Der Ring der Körperbehinderten hat im Stadtteil Rieselfeld barrierefreie Wohnungen angemietet. Dort können Menschen Alltagsleben einüben.
Ermöglicht wurde dies durch die Förderung der Glücksspirale, der Oberle-Stiftung und privater Spender.
Anfang Mai ist Kevin Eikmeyer im Stadtteil Rieselfeld von einer Straßenseite auf die gegenüberliegende umgezogen. Was eher unspektakulär klingt, war für den 26-Jährigen ein großer Schritt in ein selbständigeres Leben. Er ist auf einen Rollstuhl angewiesen und jetzt in eine spezielle Wohngemeinschaft eingezogen, die der Ring der Körperbehinderten als neues Angebot für testen möchte.

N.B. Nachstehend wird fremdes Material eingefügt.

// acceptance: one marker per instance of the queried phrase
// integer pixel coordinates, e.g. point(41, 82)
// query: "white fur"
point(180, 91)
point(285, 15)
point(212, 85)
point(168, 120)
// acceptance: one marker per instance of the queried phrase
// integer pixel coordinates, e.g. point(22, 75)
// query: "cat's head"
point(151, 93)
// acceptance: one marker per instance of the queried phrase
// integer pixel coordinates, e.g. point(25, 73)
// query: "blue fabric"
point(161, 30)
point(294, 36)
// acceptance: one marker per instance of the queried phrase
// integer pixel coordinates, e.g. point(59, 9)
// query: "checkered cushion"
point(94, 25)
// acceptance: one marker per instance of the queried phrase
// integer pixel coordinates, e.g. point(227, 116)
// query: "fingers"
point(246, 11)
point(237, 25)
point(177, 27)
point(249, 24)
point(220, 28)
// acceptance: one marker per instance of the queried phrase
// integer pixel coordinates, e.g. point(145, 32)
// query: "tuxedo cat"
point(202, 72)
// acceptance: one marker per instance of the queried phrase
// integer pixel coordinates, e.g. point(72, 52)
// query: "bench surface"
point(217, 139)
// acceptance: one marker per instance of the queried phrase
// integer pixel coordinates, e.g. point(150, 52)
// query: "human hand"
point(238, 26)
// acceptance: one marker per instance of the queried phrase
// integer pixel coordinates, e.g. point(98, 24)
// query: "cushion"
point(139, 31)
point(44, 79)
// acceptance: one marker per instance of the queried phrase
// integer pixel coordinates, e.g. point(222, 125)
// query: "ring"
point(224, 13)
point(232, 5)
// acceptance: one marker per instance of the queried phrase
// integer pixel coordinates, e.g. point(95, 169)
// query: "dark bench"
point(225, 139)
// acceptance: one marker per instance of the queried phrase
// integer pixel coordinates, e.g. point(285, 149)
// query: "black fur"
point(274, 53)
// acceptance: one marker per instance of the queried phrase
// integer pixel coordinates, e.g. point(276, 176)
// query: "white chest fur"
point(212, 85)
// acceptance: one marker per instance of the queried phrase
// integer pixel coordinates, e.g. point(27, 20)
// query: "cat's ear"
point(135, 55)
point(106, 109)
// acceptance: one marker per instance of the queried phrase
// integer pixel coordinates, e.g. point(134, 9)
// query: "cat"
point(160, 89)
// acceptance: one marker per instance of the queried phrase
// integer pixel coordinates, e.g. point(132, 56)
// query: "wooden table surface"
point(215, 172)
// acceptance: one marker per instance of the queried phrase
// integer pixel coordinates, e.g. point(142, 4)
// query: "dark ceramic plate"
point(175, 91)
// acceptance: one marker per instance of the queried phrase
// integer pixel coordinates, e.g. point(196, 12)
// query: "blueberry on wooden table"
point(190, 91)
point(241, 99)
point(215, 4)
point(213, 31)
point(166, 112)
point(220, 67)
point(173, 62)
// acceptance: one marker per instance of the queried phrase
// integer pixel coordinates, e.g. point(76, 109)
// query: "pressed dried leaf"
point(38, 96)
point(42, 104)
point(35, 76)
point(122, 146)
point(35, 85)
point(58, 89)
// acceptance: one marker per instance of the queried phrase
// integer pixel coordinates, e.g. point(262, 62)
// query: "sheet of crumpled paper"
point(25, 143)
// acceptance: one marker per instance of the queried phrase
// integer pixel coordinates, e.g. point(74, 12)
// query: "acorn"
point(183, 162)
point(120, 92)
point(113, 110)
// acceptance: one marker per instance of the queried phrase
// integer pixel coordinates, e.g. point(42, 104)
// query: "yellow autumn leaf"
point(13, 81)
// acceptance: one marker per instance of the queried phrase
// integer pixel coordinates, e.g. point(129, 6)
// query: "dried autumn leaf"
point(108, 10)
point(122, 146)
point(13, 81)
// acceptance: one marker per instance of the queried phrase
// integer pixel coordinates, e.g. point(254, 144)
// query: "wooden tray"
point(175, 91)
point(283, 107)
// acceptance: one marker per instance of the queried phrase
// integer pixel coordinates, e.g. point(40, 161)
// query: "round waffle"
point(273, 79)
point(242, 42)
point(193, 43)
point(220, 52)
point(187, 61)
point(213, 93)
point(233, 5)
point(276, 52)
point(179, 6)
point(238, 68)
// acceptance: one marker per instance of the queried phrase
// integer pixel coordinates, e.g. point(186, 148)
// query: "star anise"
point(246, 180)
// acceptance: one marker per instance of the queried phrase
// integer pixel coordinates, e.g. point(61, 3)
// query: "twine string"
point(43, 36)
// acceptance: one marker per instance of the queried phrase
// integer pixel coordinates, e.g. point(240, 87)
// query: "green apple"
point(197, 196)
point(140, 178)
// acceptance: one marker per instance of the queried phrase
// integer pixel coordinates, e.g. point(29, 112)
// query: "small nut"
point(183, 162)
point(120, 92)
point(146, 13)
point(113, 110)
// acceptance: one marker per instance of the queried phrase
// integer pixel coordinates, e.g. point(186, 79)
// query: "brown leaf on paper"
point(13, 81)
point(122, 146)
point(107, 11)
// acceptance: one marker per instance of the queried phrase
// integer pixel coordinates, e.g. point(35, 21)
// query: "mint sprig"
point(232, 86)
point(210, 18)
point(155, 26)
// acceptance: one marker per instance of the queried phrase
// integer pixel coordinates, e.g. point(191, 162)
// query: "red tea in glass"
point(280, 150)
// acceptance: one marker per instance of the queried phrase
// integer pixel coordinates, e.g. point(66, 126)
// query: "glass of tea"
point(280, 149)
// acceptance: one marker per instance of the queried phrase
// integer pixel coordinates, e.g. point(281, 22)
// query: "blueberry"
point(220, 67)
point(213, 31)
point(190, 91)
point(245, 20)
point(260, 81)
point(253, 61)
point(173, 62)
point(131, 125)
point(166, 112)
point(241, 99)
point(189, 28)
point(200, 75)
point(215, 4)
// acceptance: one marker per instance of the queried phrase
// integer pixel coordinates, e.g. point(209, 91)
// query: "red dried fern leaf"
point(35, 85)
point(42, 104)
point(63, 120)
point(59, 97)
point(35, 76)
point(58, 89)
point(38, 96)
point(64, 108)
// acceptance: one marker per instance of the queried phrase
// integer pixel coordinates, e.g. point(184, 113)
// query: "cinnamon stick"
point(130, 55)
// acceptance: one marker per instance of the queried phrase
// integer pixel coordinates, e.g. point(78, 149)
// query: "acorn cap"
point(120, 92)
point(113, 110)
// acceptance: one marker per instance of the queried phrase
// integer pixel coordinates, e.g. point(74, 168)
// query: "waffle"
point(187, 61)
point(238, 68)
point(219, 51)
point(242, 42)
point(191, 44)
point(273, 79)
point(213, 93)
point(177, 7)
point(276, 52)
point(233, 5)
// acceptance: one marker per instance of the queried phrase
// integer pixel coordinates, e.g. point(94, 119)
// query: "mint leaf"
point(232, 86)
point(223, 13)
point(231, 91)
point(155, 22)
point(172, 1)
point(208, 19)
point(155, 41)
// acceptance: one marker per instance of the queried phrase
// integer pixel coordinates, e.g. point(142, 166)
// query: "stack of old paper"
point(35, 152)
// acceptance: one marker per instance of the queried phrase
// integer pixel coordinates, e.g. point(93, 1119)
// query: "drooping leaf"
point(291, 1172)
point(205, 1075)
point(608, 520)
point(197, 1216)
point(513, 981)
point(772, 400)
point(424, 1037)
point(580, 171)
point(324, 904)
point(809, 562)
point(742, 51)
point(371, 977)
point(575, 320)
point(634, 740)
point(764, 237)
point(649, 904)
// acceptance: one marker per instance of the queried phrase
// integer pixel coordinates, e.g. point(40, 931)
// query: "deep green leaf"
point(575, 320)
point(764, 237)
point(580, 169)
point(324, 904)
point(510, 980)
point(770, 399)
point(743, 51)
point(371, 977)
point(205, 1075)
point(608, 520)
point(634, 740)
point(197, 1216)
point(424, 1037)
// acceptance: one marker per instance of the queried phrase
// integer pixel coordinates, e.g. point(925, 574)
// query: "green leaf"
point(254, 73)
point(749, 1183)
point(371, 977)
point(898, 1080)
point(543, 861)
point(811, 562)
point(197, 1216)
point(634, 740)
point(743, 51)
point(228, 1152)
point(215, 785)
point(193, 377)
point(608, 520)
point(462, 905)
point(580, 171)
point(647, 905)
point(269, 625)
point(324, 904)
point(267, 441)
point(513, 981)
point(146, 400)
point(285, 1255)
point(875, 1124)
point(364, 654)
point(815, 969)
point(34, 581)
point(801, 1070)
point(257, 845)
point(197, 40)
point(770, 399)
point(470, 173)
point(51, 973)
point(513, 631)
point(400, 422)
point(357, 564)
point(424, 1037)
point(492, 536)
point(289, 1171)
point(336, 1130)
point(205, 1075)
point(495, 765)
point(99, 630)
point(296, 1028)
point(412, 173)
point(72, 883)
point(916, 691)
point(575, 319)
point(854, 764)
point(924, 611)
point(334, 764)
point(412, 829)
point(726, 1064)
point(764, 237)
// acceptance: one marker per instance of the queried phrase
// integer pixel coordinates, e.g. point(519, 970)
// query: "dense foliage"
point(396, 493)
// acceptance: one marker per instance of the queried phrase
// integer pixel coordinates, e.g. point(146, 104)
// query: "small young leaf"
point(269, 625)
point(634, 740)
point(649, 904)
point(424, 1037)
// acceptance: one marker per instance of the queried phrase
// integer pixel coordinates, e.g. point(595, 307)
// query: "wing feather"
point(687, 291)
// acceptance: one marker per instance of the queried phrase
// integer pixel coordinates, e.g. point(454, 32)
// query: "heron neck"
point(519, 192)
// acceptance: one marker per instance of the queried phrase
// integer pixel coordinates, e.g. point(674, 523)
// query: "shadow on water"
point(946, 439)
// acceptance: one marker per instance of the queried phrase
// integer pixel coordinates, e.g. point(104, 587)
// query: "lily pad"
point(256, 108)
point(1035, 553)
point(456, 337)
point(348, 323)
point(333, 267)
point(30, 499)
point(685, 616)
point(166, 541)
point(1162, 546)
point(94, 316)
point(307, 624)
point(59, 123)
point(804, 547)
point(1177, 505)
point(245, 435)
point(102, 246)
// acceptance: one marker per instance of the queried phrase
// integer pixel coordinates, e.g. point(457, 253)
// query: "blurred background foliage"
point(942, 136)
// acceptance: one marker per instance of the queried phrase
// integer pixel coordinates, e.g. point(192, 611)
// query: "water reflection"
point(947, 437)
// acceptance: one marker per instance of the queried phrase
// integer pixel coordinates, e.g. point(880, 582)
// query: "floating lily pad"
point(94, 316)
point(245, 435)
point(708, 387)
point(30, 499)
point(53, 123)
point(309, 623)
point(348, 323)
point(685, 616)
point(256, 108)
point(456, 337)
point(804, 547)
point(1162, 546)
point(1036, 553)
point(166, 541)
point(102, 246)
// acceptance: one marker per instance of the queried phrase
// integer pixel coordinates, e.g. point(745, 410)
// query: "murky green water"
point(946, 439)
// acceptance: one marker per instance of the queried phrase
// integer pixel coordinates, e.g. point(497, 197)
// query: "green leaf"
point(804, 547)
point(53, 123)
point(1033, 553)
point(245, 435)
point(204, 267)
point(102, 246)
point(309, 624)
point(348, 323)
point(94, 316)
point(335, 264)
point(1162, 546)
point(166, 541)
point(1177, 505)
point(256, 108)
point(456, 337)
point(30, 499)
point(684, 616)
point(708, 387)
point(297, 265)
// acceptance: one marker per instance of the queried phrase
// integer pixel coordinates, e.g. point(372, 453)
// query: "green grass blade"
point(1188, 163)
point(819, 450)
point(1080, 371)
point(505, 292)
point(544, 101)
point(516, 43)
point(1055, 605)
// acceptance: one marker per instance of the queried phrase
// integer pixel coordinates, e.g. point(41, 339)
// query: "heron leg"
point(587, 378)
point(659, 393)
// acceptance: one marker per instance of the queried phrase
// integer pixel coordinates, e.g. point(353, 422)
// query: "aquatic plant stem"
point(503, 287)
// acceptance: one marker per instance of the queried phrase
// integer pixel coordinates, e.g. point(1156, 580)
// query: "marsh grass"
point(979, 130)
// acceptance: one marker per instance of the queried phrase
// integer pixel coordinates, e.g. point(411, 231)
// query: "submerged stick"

„Ich sehe mich als privilegiert an, dass ich hier wohnen darf“, sagt Kevin Eikmeyer. Er hat in der Vier-Zimmer-Wohnung einen Raum bezogen. Die Einrichtung verrät sofort, für welche Fußballmannschaft sein Herz schlägt: Das SC-Wappen ist gleich mehrfach zu finden. „Ich komme schließlich aus Freiburg.“
Kevin Eikmeyer leidet an einer infantilen Cerebralparese, ausgelöst durch einen Sauerstoffmangel bei der Geburt. Seine Zwillingsschwester kam gesund auf die Welt. Aufgewachsen ist er bei seiner Familie im Ortsteil Tiengen, nach der Schule ging er nach Ludwigsburg, wo er zur Bürokraft ausgebildet wurde. Da sein Elternhaus „wenig bis gar nicht behindertengerecht“ ist, zog er ins Rainer-Bernhard-Haus in Rieselfeld, ins sogenannte Trainingswohnen.
Zwei Jahre lang werden körperbehinderte Menschen in einer Sechser-WG darauf vorbereitet, eigenständiger leben zu können. Noch in einer Rund-um-die-Uhr-Betreuung. „Viele junge Menschen mit schweren Körperbehinderungen leben mangels Alternativen in Altenwohnheimen“, weiß Ring-Geschäftsführer Norbert Weiß. Das 2012 eröffnete Rainer-Bernhard-Haus ist eine Alternative. Die neue Wohngemeinschaft sieht Weiß als „logische Fortsetzung der Bausteine im Haus“.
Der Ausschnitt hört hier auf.